# Novabrik



## wallmaxx (Jun 18, 2007)

I have been asked to install Novabrik on an ICF. Anyone here have any experience with it?


----------



## A W Smith (Oct 14, 2007)

*Here's a non answer*



wallmaxx said:


> I have been asked to install Novabrik on an ICF. Anyone here have any experience with it?



One of my friends asked me to quote Novabrik for one wall of his house, When i saw how ugly it was , And the complications regarding corner returns and window sill and header treatments,  I never got back to him.


----------



## wallmaxx (Jun 18, 2007)

The HOs are dead set on this stuff...maybe I need to bring them alternative options.

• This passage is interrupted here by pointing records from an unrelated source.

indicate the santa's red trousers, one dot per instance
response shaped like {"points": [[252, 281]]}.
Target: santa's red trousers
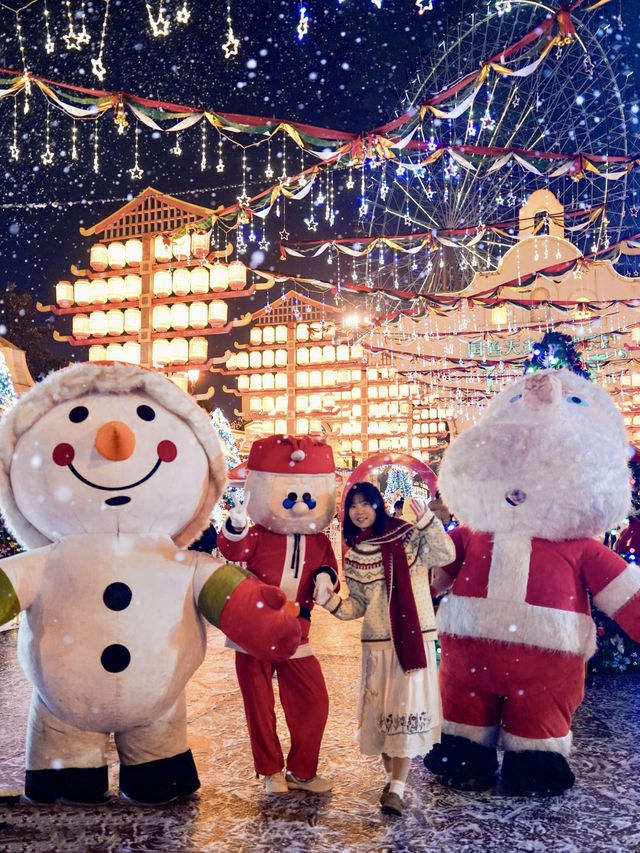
{"points": [[531, 692], [305, 702]]}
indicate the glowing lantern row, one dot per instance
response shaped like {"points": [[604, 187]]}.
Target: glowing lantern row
{"points": [[268, 335], [64, 294]]}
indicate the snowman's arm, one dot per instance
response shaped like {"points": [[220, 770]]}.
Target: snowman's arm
{"points": [[248, 611], [615, 586], [19, 578]]}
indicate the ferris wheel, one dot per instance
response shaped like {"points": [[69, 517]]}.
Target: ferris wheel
{"points": [[572, 102]]}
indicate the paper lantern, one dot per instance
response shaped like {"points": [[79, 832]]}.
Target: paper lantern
{"points": [[133, 252], [114, 352], [97, 323], [80, 326], [64, 294], [132, 319], [132, 287], [179, 315], [268, 358], [161, 318], [98, 257], [161, 249], [181, 247], [97, 352], [181, 380], [237, 275], [99, 291], [198, 315], [116, 255], [218, 317], [115, 288], [198, 350], [179, 350], [268, 335], [199, 280], [181, 283], [218, 278], [131, 352], [82, 291], [200, 244], [161, 351], [115, 322], [162, 283]]}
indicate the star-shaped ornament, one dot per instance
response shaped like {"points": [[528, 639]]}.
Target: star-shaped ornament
{"points": [[231, 45]]}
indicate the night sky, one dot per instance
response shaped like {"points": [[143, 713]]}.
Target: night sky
{"points": [[350, 72]]}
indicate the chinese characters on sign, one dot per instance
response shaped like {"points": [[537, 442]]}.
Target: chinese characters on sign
{"points": [[599, 349]]}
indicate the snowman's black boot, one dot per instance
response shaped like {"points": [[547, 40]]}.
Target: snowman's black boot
{"points": [[82, 785], [462, 763], [160, 781]]}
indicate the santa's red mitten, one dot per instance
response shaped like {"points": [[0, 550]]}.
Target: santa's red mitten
{"points": [[250, 613]]}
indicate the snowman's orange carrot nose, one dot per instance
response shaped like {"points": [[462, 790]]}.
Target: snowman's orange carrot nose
{"points": [[115, 441]]}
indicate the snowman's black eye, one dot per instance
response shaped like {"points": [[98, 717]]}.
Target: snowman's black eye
{"points": [[78, 414], [146, 413]]}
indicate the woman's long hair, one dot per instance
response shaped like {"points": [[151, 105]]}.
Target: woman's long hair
{"points": [[372, 496]]}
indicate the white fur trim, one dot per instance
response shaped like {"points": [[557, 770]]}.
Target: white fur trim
{"points": [[79, 380], [509, 572], [619, 591], [517, 622], [513, 743], [485, 735]]}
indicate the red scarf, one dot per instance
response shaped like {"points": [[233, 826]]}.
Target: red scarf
{"points": [[406, 632]]}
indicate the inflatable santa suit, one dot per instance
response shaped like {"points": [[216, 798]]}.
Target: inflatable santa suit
{"points": [[542, 473], [106, 472], [290, 495]]}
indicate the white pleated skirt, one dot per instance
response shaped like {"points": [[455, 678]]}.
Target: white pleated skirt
{"points": [[398, 713]]}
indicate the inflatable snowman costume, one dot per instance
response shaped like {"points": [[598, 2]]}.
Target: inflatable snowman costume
{"points": [[541, 473], [106, 473]]}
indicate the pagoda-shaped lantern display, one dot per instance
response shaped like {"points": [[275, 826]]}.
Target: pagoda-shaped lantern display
{"points": [[303, 373], [151, 299]]}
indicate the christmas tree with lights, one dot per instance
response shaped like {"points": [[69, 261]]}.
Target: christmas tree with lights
{"points": [[556, 350]]}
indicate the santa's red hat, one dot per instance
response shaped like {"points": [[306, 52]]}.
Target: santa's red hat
{"points": [[287, 454]]}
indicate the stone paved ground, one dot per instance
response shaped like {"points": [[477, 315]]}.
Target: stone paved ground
{"points": [[232, 814]]}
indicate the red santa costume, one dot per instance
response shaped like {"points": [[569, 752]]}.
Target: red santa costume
{"points": [[540, 474], [290, 483]]}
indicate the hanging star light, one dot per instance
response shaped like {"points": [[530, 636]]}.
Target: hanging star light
{"points": [[183, 14], [303, 23], [230, 47]]}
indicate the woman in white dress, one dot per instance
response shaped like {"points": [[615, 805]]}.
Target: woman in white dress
{"points": [[387, 574]]}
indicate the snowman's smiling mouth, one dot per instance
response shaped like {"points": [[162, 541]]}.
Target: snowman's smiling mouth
{"points": [[114, 488]]}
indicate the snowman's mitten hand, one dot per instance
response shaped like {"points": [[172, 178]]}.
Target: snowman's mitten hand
{"points": [[250, 613], [9, 604], [237, 518]]}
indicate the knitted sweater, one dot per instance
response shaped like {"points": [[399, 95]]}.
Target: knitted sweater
{"points": [[426, 544]]}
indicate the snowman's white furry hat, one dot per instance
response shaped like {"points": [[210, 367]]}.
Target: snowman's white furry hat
{"points": [[104, 378]]}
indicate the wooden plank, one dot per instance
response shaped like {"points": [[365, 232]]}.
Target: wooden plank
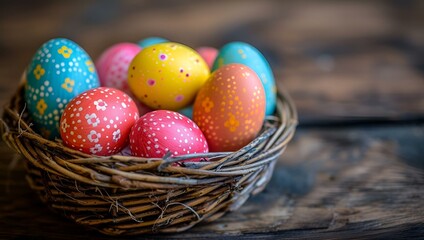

Thanks for the input.:thumbsup:


----------



## Rockmonster (Nov 15, 2007)

I had to watch the video....Skip Crumpecker????? R U Kiddin' me? This is evidence of the further retrogression of this once beautiful profression.....4 hours and your certified?? Yikes...I worked for Hensel Phelps back in the early 80's, they were a huge outfit, but this makes it look like they are a WallMart builder now...sheesh..


----------



## Tscarborough (Feb 25, 2006)

Novabrik are an alternative for an application where there is no brick ledge, i.e. a retrofit. They are expensive, ugly, and do not finish out well (corners and sills). They are no longer available in Central Texas.


----------



## jvcstone (Apr 4, 2005)

> They are no longer available in Central Texas.


Pass by a dealer in Bangs (near Brownwood) on a pretty regular basis. Maybe I'll stop in next time I do to check it out.

JVC


----------



## Tscarborough (Feb 25, 2006)

I have all the info, samples and a wall of it here still.


----------